You better get a-clickety-clacking.

You better get a-clickety-clacking.
Image via ilikeinnovation.com

This week, as I prepare to dig deep in order to revise my recently completed novel, I’ve been thinking a lot about craft. A writer’s craft, to be precise. I’ve read so many books and blogs and articles that all essentially say the same thing: to become a better writer, you must simply write. And write. And write some more.

The iterations on this conventional wisdom are endless. They say (whoever ‘they’ are) that all writers have one million bads words inside them, and only once they’ve all been written can true quality pour forth. In his book On Writing Stephen King states that ‘Writing equals ass in chair.’ Malcolm Gladwell’s book Outliers famously posits that everyone must spend ten thousand hours in practice of any given skill before they can reach excellence. But is that all it takes? Time and practice?
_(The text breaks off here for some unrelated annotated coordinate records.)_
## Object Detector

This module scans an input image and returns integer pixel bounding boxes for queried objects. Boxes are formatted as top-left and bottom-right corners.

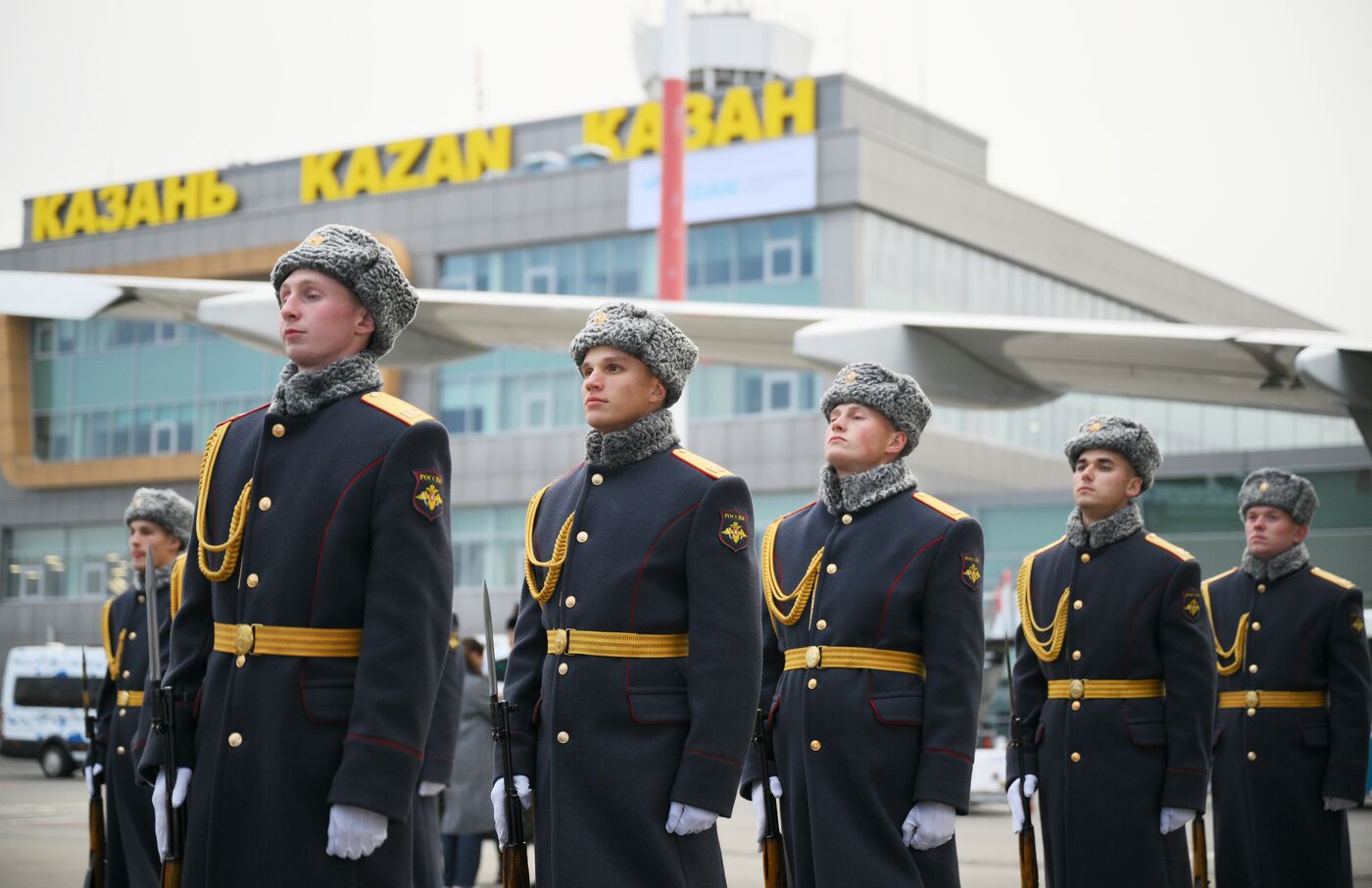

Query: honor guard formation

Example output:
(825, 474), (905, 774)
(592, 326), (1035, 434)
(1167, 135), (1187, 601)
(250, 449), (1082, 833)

(77, 225), (1372, 888)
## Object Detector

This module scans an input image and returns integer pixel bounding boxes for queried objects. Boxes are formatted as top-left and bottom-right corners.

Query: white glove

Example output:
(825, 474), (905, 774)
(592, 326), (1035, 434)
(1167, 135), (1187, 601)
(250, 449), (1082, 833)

(900, 802), (957, 851)
(1005, 774), (1039, 833)
(83, 764), (103, 810)
(491, 774), (534, 848)
(152, 767), (191, 860)
(754, 777), (781, 851)
(323, 805), (385, 861)
(666, 802), (719, 836)
(1160, 806), (1197, 836)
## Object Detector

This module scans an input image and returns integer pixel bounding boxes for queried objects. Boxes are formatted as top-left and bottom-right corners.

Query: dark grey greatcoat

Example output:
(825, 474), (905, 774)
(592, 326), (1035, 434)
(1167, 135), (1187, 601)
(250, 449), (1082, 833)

(1007, 530), (1215, 888)
(742, 490), (984, 888)
(413, 617), (466, 888)
(1206, 565), (1372, 888)
(90, 583), (171, 888)
(497, 449), (761, 888)
(143, 395), (453, 888)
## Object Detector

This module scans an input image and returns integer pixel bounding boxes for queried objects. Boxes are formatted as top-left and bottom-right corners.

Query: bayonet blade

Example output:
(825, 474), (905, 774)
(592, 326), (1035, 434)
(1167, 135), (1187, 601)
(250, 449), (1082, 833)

(143, 551), (162, 688)
(481, 579), (500, 700)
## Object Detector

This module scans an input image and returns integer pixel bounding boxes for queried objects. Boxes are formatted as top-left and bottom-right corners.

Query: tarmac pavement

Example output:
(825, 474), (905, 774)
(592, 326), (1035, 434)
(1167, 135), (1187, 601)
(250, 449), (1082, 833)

(0, 759), (1372, 888)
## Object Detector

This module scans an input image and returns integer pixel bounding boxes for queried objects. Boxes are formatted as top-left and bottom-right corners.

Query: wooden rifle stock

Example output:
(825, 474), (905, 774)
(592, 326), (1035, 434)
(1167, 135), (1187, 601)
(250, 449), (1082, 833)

(1191, 814), (1210, 888)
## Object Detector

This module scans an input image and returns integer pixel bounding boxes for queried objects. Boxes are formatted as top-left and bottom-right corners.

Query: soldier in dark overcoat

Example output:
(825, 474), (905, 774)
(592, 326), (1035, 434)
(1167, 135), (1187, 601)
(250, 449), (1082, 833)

(143, 225), (453, 888)
(413, 615), (466, 888)
(742, 363), (984, 887)
(493, 303), (761, 888)
(86, 487), (191, 888)
(1007, 416), (1215, 888)
(1201, 469), (1372, 888)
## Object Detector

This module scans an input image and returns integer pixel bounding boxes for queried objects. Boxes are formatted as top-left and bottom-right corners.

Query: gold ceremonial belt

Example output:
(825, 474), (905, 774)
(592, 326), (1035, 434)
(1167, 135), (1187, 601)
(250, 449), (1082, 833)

(548, 628), (687, 659)
(214, 623), (363, 658)
(1220, 690), (1330, 710)
(786, 645), (925, 678)
(1049, 678), (1163, 700)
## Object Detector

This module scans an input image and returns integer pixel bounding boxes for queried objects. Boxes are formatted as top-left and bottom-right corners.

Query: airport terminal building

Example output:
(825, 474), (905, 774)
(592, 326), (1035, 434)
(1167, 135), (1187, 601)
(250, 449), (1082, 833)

(0, 21), (1372, 656)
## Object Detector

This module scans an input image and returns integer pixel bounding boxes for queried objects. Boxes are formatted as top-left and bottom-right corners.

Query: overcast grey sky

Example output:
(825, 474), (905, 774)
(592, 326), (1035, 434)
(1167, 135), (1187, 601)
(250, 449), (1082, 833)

(0, 0), (1372, 336)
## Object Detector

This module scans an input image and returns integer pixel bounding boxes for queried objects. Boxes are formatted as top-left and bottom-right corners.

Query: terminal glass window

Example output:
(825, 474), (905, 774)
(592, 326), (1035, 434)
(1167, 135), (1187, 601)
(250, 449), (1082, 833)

(3, 524), (131, 599)
(30, 319), (281, 462)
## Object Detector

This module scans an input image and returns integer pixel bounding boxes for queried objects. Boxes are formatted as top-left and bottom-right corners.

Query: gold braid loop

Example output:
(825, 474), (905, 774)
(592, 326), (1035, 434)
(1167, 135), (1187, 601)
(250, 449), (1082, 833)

(1015, 552), (1071, 663)
(1200, 571), (1249, 675)
(195, 422), (253, 583)
(761, 518), (824, 626)
(524, 484), (576, 607)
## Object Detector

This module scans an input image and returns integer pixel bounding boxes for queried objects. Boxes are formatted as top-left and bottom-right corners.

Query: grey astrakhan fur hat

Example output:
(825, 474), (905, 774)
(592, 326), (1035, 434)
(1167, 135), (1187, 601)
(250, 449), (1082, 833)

(123, 487), (195, 552)
(271, 225), (418, 357)
(819, 361), (934, 456)
(1062, 413), (1162, 493)
(1239, 469), (1320, 524)
(568, 302), (700, 408)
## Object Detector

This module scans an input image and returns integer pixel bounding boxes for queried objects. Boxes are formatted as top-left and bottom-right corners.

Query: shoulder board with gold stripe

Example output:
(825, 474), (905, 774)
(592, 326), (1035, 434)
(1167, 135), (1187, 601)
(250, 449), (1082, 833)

(363, 391), (433, 425)
(100, 596), (118, 678)
(1310, 567), (1355, 589)
(672, 448), (733, 477)
(1200, 567), (1239, 586)
(911, 490), (967, 521)
(214, 401), (271, 428)
(1145, 534), (1195, 562)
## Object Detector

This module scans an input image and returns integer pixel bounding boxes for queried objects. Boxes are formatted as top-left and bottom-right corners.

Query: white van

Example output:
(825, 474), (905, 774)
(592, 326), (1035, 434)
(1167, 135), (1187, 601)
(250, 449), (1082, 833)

(0, 644), (106, 777)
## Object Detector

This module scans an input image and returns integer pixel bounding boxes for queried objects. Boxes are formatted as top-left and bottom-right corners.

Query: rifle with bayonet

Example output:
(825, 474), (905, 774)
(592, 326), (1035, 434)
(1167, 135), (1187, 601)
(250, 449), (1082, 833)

(1005, 637), (1039, 888)
(754, 707), (786, 888)
(481, 582), (528, 888)
(81, 645), (104, 888)
(143, 552), (185, 888)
Like this...but not this. Image via Bill Watterson.

Like this…but not this.
Image via Bill Watterson.

Yes, I think that to be a writer, one must write. And write. And write. But I’m not sure that just setting down mediocre words on paper in the hopes that they will eventually transform into words of beauty is necessarily enough. Without the intention and the desire to improve, that metamorphosis will never happen. Our words are not caterpillars, destined to magically transmogrify into beautiful butterflies. No–as writers we must not only write, and practice, but also envision the change within ourselves, and manifest it in our actions.